O que denominamos inclusão subordinada é, em parte, efeito desta coexistência de paradigmas distintos. A ideia de que as crianças imigrantes estão incluídas no sistema educativo apenas considerando que, na Argentina, 94% das crianças entre 6 e 12 anos estão no sistema educativo primário nos coloca a seguinte pergunta: isto é condição suficiente para se falar em igualdade educativa? O que temos visto, transitando por escolas tanto da cidade de Buenos Aires quanto da província de Buenos Aires, ou mesmo em escolas da zona rural, é que esta presença ocorre em situações de desigualdade. E esta desigualdade se manifesta de muitas formas. Uma das mais evidentes é a existência de circuitos escolares diferenciados. Quero dizer que a diferença educativa e a desigualdade educativa, mais que estarem vinculadas ao fato de serem escolas públicas ou privadas, passam pelo nível de exigência e pelo nível dos conteúdos que se transmitem em distintos tipos de escolas públicas. Então há uma grande fragmentação educativa entre escolas públicas em que existem pessoas com uma condição econômica favorável e escolas públicas que se localizam em bairros com muitos problemas de acesso a serviços básicos e que têm, como correlato, um espaço escolar bastante degradado. E a população indígena e imigrante frequenta estas escolas que, de modo geral, apresentam condições que agregam fatores de desigualdade. Agregam-se fatores que, embora não sejam muito visíveis nem explícitos, também favorecem a subordinação e a exclusão. Algumas de modo mais evidente, como as que encontramos com crianças imigrantes que chegavam de outro país, basicamente da Bolívia e do Paraguai. Estas eram rebaixadas de série porque se supunha que os níveis escolares em outros países não garantiam que tivessem o conhecimento necessário para a série que correspondia às suas idades.

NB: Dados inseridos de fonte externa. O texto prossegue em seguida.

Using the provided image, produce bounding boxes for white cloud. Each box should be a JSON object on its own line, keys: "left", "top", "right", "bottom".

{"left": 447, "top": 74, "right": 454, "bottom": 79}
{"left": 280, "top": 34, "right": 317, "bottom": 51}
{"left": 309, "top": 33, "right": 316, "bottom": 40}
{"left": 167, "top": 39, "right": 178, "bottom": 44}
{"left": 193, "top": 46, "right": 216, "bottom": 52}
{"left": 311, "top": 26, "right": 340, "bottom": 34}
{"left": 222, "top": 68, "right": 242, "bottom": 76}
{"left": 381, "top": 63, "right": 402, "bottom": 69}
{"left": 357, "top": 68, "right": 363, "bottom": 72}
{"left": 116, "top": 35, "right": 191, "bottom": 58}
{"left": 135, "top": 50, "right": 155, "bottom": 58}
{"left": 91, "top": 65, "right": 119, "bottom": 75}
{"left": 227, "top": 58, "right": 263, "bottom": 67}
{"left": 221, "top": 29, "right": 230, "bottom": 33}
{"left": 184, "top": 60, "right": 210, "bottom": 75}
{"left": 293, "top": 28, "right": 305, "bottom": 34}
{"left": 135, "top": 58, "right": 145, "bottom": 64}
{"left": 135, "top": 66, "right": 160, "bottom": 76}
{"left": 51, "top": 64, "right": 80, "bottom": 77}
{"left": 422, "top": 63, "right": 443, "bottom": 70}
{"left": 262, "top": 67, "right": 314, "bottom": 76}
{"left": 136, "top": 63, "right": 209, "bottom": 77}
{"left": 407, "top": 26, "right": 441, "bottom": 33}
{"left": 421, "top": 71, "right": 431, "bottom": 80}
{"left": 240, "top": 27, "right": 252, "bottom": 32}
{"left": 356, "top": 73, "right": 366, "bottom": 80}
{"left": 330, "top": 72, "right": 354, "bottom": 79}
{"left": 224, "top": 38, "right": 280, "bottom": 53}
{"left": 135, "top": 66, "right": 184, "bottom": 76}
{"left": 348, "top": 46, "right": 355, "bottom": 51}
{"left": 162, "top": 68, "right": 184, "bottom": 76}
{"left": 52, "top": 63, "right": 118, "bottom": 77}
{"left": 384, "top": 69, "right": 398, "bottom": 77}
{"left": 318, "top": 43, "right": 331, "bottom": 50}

Algo que é bastante complexo nas escolas é que se desconhece a trajetória escolar prévia das crianças. Sobre o sistema educativo na Bolívia, por exemplo, há muitos preconceitos sobre a docência e muito pouco conhecimento, ainda que o sistema educativo na Bolívia esteja mudando e seja muito dinâmico e heterogêneo. E, por outro lado, algo que eu considero central na escola é a baixa expectativa de desempenho e êxito. Um dos aspectos mais difíceis de modificar está nas questões da subordinação e da inclusão. Está, por exemplo, em professores que supõem que os conhecimentos que vão propor às crianças não sejam muito complexos e, antes de conhecer as crianças, supõem que elas não tenham um nível suficiente de abstração e a capacidade de aprender; isso é uma das questões mais complicadas de modificar e questionar sobre a docência na Argentina.

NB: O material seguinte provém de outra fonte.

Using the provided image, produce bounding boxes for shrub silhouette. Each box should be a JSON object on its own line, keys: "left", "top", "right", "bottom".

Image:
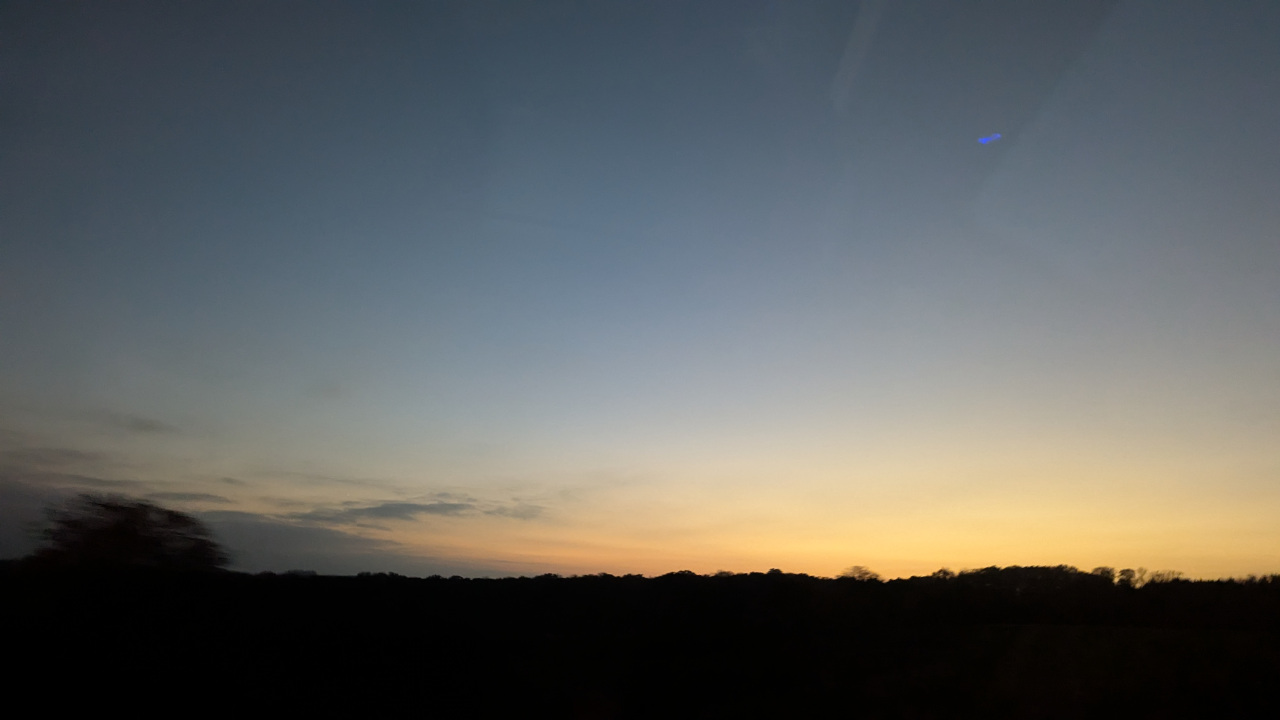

{"left": 29, "top": 493, "right": 229, "bottom": 571}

Kelly Russo – Esta é uma questão também muito importante no Brasil, qual seja: ser imigrante ou indígena é também lidar com estes estigmas, com estas imagens negativas. Nesses paradigmas que estão presentes no espaço escolar, existem diferentes imagens de infância construídas na própria escola a partir das políticas educativas, mas também no cotidiano escolar. Eu queria que você falasse um pouco sobre estas diferentes imagens de infância que se dão nas comunidades de imigrantes bolivianos, e dentro do espaço escolar da docência.  

Gabriela Novaro – Sobre as imagens de infância, precisamos pensar nas relações não necessariamente coincidentes entre as políticas e o cotidiano escolar. Na Argentina, quanto às políticas, tem havido um esforço, nos espaços dos ministérios, de capacitação docente, de produção de material de trabalho. São políticas que têm mudado e avançado bastante, e que sustentam uma ideia de criança que não é mais a da infância tradicional, mas a de uma criança que pode criticar, refletir, participar. Agora, quanto ao cotidiano escolar, segue havendo em muitas instituições uma ideia que não problematiza um pressuposto bastante disciplinador e normatizador sobre a infância. É um tema para debate, pois, às vezes, à proposta normatizadora se opõe uma proposta absolutamente permissiva e que, por vezes, acaba por confundir autoridade com autoritarismo e que se traduz em situações onde é difícil manter dispositivos de trabalho.

A questão é que, tanto no nível das políticas quanto no nível das escolas, a imagem das crianças dos setores populares é muito pouco legitimada. Mas aí se apresenta um tema muito controverso, que é o das imagens das crianças indígenas e imigrantes nas famílias de setores populares, e temos que ter o cuidado de não construir um preconceito ao inverso, ao dizer que a imagem das crianças nestes setores sempre é mais progressiva ou mais interessante do que nas políticas educativas. Certamente nos encontramos muitas vezes em espaços de trocas com setores populares ou de coletivos imigrantes em que aparece, por exemplo, a imagem de uma criança de família boliviana como mais submissa, mais permeável às ordens adultas, em contraponto à imagem de uma criança argentina mais ativa, mas também mais indisciplinada. Por isso, em torno das imagens da infância temos que eliminar alguns preconceitos, tanto os aparentemente positivos quanto os negativos, quando pensamos nas imagens de criança que não correspondem aos setores médios que tendem a predominar nas escolas.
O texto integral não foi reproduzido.